Le Prisonnier de Trafalgar
C’était la première fois qu’il le voyait de la mer et il fut surpris par sa dimension. La face est luisait sous le soleil du matin comme une immense lame de hache posée de travers sur la côte montagneuse. De l’autre côté, la ville et le port étaient encore dans l’ombre.
Il soufflait une forte brise d’ouest dans un ciel entièrement dégagé. Les matelots peinaient sur le pont et dans les hunes pour maintenir la voilure brassée serrée au plus près, mais le navire ne semblait guère avancer.
— Des fois, dit Quilliou, avec un vent comme ça, il faut des jours pour passer le détroit.
La marge de manœuvre était étroite. Si l’on se rapprochait trop de l’une ou l’autre côte, on était à la merci du premier prédateur venu ayant le dessus du vent, soit patrouilleur français ou espagnol sorti de Cadix, soit pirate barbaresque surgi de Tanger.
Les prisonniers furent consignés en bas le reste de la journée. Dans la nuit, le vent souffla en tempête. La coque arrondie du Charon roulait et tanguait brutalement. Aux mouvements du navire, Hazembat comprit que le commandant avait mis à la cape. Le lendemain matin, il n’y eut pas de promenade sur le pont qui devait être balayé par des paquets de mer. De l’eau suintait par les écoutilles fermées. Beaucoup de prisonniers, dans l’air confiné du fond, vomissaient bruyamment. Tard dans la soirée, on distribua de la bouillie presque froide. Ni Orsini ni Quilliou n’y touchèrent. Hazembat se força à avaler la pâte gluante, sachant d’expérience que la nausée était plus supportable sur un estomac plein.

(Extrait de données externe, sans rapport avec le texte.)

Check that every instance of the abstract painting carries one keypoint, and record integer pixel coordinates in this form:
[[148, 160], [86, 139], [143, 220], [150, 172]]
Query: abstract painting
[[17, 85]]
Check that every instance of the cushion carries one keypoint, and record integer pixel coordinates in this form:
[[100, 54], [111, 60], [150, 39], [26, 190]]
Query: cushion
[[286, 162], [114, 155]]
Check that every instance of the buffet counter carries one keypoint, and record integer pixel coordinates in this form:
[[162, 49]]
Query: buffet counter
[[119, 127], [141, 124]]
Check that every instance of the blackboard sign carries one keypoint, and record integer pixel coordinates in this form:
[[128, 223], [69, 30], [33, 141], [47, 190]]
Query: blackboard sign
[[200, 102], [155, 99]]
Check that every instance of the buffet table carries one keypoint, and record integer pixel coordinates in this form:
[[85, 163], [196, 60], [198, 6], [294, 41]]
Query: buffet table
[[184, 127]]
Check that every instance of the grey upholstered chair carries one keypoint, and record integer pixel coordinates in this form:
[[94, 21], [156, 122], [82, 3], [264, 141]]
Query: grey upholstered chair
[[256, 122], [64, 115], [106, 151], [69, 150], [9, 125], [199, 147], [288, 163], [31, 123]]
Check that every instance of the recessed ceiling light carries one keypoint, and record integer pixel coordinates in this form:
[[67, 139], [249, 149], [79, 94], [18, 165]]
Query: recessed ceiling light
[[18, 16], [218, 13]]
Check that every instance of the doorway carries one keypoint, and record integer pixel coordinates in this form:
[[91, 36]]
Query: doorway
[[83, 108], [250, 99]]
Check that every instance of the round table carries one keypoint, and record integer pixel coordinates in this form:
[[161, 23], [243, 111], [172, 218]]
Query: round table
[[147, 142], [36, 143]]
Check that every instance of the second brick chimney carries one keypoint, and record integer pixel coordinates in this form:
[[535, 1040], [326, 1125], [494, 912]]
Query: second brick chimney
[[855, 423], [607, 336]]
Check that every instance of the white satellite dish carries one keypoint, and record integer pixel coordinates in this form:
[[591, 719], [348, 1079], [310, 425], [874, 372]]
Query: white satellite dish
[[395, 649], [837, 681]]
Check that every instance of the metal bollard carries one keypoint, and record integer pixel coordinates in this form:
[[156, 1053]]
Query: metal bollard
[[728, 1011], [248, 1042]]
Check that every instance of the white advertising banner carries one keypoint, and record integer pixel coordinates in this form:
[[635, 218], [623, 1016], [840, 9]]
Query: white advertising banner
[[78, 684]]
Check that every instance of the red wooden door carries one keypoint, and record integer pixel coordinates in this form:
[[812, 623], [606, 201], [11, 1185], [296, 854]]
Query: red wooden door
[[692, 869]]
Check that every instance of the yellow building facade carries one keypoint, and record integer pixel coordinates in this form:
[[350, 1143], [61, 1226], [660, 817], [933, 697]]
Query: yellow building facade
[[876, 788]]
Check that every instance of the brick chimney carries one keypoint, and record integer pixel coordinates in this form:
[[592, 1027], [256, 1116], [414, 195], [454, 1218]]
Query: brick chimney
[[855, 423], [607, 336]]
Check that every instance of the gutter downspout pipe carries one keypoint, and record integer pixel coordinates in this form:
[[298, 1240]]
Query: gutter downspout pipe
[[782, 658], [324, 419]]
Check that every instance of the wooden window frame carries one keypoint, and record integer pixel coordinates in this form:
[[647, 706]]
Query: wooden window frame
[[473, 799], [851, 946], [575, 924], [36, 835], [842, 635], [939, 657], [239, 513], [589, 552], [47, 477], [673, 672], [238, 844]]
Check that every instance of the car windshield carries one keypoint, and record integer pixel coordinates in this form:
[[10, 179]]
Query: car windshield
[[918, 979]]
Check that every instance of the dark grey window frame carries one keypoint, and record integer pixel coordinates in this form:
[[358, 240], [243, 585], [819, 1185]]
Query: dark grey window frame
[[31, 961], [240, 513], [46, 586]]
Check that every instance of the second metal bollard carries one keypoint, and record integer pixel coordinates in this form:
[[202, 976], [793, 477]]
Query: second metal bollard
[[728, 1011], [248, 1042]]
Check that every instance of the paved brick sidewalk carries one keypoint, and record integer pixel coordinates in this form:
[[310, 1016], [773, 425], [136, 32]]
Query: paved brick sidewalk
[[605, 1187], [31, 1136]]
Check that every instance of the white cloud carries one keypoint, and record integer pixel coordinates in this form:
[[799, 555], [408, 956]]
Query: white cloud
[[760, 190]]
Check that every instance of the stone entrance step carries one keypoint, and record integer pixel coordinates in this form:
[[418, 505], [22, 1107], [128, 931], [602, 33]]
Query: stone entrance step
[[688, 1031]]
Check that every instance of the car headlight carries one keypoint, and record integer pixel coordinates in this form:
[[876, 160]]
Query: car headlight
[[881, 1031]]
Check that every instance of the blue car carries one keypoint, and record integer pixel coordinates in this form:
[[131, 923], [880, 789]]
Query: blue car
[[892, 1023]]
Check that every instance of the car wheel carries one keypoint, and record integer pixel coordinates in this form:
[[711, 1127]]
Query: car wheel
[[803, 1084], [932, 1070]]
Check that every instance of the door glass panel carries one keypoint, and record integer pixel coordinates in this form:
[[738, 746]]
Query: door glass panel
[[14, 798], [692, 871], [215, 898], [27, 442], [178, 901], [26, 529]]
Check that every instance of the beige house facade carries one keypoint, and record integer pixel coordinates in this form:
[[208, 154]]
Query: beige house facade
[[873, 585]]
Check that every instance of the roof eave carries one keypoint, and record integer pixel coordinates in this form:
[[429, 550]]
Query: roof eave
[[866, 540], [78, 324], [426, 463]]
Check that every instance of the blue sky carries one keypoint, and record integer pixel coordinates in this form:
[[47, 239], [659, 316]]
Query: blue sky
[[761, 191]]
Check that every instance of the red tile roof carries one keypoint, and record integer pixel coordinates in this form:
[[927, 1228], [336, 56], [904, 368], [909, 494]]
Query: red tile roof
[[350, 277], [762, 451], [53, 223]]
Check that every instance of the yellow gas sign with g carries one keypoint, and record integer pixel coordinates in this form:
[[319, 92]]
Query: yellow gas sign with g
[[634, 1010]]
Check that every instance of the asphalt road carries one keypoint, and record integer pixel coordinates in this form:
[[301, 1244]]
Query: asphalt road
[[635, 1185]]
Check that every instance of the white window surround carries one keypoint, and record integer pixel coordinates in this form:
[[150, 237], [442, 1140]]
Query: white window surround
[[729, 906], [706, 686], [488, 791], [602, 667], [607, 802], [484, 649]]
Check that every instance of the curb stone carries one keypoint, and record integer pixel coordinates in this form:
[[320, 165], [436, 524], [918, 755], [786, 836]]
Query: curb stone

C’est seulement la nuit suivante que le vent mollit. Aux mouvements brutaux et désordonnés succéda le balancement rythmique d’un navire qui fait route.
Au matin, les écoutilles s’ouvrirent et les marines poussèrent les groupes de prisonniers vers les échelles. Le ciel était couvert et l’on ne voyait pas la terre. Le Charon faisait route ouest-nord-ouest au plus près serré, par tribord amures, sur une mer sombre, presque noire. Hazembat emplit ses poumons d’air frais et alla chercher sa ration de bouillie. Smithy était là, sanglé dans sa tunique rouge, bottes cirées et baudrier passé à la terre de pipe.
— Sale temps, dit Hazembat.
— Jean a écrit : « Le vent souffle où il veut », répondit sentencieusement Smithy.
— Nous ne sommes pas près de passer le détroit.
— Cette fois, c’est Luc qui a dit que la porte est étroite.
Le cri de la vigie interrompit la conversation.
— Sail ho ! right on the lee beam !
Hazembat tourna les yeux dans la direction indiquée et, au bout d’un moment, distingua à l’horizon une minuscule tache claire qui apparaissait et disparaissait derrière les crêtes des vagues. Le navire semblait suivre une route convergente, venant du nord-est. Il devait être beaucoup plus rapide que le Charon, car, lorsque la promenade s’acheva, sa coque et ses mâts étaient tout à fait visibles. Deux pavillons montèrent à une drisse du Charon.
— Le signal de reconnaissance, dit Smithy. C’est un des nôtres.
Le vague espoir – mais était-ce vraiment un espoir ? – qu’avait un instant éprouvé Hazembat s’évanouit. Il redescendit dans la galerie avec les autres prisonniers.
Il devait être passé midi quand le Charon mit en panne. Un peu après, il y eut le choc sourd d’une embarcation touchant le bordage, puis un martèlement de pas bottés sur le pont avec des gémissements de sifflets.
Une demi-heure plus tard, Hazembat crut percevoir des éclats de voix, puis, de nouveau, des pas et le coup de gaffe du brigadier de proue dégageant son embarcation. Le Charon reprit sa route, puis changea d’amures et, au balancement coulé de la houle, Hazembat sentit qu’il naviguait grand largue. Si la brise se maintenait d’ouest cela voulait dire qu’il s’éloignait de Gibraltar et s’enfonçait en Méditerranée.
A la promenade du lendemain, le Charon filait nord-est sur une mer clapoteuse à une vitesse qu’Hazembat estima à au moins six nœuds. A une encablure par le bossoir bâbord une grosse frégate sous huniers risés naviguait de conserve. En clignant des yeux, Hazembat put lire le nom : la Minerva. Smithy n’était pas de service. Seul sur la dunette, le maître Langley observait lugubrement la frégate.